Hot air can thus pass through the space between inner and outer bricks, rapidly cooking the food inside the inner one and maintaining its succulence whilst heating only a small volume of cycling air. The food remains visible throughout.

I invested in a woodburning stove recently. One difficulty in using it is that it’s easy to forget to throw another log in until the decrease in room temperature alerts me to the need for one…there is then a delay whilst the stove (and room) gets back up to working temperature.

Logs last for a time which, roughly, depends on both their size and the current temperature of the stove. Today’s invention is a simple electronic device which would monitor both the decrease in weight of the logbasket and the stove temperature.

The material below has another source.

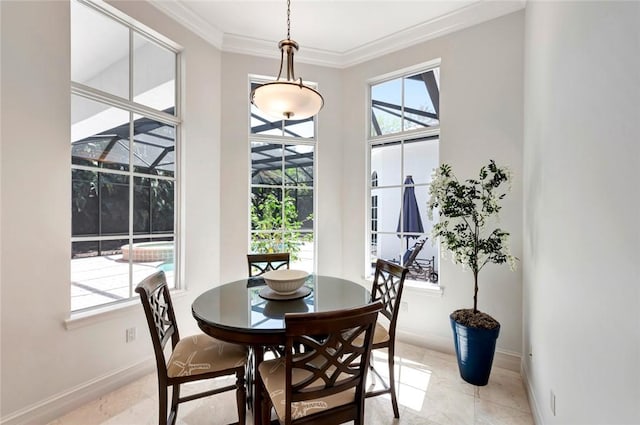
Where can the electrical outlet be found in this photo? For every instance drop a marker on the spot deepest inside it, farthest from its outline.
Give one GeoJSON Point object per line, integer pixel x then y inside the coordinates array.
{"type": "Point", "coordinates": [131, 334]}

It would thus be able to calculate the stove-life of a given input of wood and issue an alert (preferably direct to my desktop) when that period was about to end.

Today’s invention is a chain-like structural component. Two of these are indicated in the diagram. As shown, the two parts are free to rotate, relative to each other, in any direction. When these are pressed together, so that the two pairs of cylinders bear on each other, the links together act as a single rod.

Using many such chain links would allow rigid structures to be quickly extended and collapsed -for ease eg of transport (imagine a bicycle frame made of these and collapsible into a carrier bag).

Corner units, consisting of multi-ended links, could also be created to provide 3-D arrangements as well as purely linear ones. The links might be connected by springs, in order to add tensile strength to the rods which they form.

I was told, when young, that a sharp blade was usually less dangerous in use than a blunt one. Higher, and potentially less controllable, force needs to be exerted if the blade is insufficiently ‘edgy’ -ie if the front edge is less tapered than it should be.

Many materials (eg crystalline ones), will have properties such that the cut faces spring apart from each other, and the blade surface, thus contributing no ongoing resistance to the passage of the blade. For other substances (eg viscous, rubbery or gelatinous types) the blade movement is further impeded by continuing contact with the just-cut surfaces.

To minimise the total resistance in these cases requires not just a sharp front edge, but minimal surface area of contact between blade and material.

Today’s invention is therefore a low resistance blade which is as slim as a razor blade but which is braced, by a rear-edge ‘spine’, in the direction of blade movement, to allow a comfortable level of cutting pressure.

As the manufacturers of motorcycles know, having cold hands leads to a lack of concentration and often results in accidents. I was watching some people playing hockey in very cold weather when the following, related, idea occurred to me.

The shaft of each winter sports stick (including icehockey, hiking, skiing, shinty etc) could be filled with a long, thin tube full of heat pad crystals. This tube would be extracted, pre-game, boiled and reinserted, providing at least one half’s worth of handwarming (reheatable at half time if necessary).

The volume and placement of the tube could be tuned, for a given size of stick, to maintain the normal sweet spot (centre of percussion) in ballgames, without affecting the held surfaces or the freedom to change grip.